Background: Vertebral pathological compression fracture involving extra-nodal lymphoma
impacts negatively on the quality of life of HIV-positive patients. The choice of a safe and
effective approach to palliative care in this condition remains a challenge.
Objective: The purpose of this study was to investigate the safety and efficacy of percutaneous kyphoplasty
(PKP) in the treatment of vertebral pathological compression fracture of extra-nodal lymphoma
in HIV-positive patients.
Methods: A retrospective analysis, from January 2016 to August 2019, was performed on 7 HIVpositive
patients, 3 males and 4 females, with extra-nodal lymphoma with a vertebral pathological
compression fracture. The patients were treated using percutaneous kyphoplasty in our hospital.
Preoperative assessment of the patients was conducted regarding their hematological profile, biochemical
indicators, liver and kidney function, blood coagulation function, CD4+T lymphocyte
count and viral load. Subsequently, the patients were placed on highly active antiretroviral therapy
(HAART) and rituximab plus cyclophosphamide, doxorubicin, vincristine, and prednisone (RCHOP)
regimen. Besides, antibiotics, nutritional support and immune-modulating drugs were also
administered, rationally. Postoperatively, the height of the anterior edge of the injured vertebrae,
Visual Analogue Scale (VAS) and Oswestry Disability Index (ODI) values were evaluated. Patients
were also monitored for any complications related to the operation.

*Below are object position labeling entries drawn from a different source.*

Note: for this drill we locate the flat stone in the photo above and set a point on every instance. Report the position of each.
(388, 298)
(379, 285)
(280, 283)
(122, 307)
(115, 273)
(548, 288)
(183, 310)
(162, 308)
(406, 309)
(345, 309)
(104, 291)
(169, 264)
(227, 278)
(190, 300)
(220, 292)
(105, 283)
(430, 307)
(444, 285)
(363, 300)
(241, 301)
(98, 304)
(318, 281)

Results: The average CD4+T cell count for the patients was 164 (range 114 ~247 / ul), while the viral
load was 26,269 (range 5,765 ~82,321 copies/ul). All patients received nutritional and immune
support and registered significant improvements in the levels of ALB and Hb (P<0.05). In all cases,
the operation was uneventful with neither cement leakage nor toxic reactions observed. Similarly,
no opportunistic infections, other complications or deaths were reported. The height of the anterior
vertebral body and the ODI score of the injured vertebrae were significantly improved immediately
after surgery (P<0.05). Compared to the preoperative VAS (7.71±1.11), postoperative values were
significantly reduced immediately after surgery (3.85±0.90) and at 2 weeks, 1 month and 6 months
post-surgery: 2.71±0.76, 3.29±1.11, and 4.00±0.82, respectively (P<0.01).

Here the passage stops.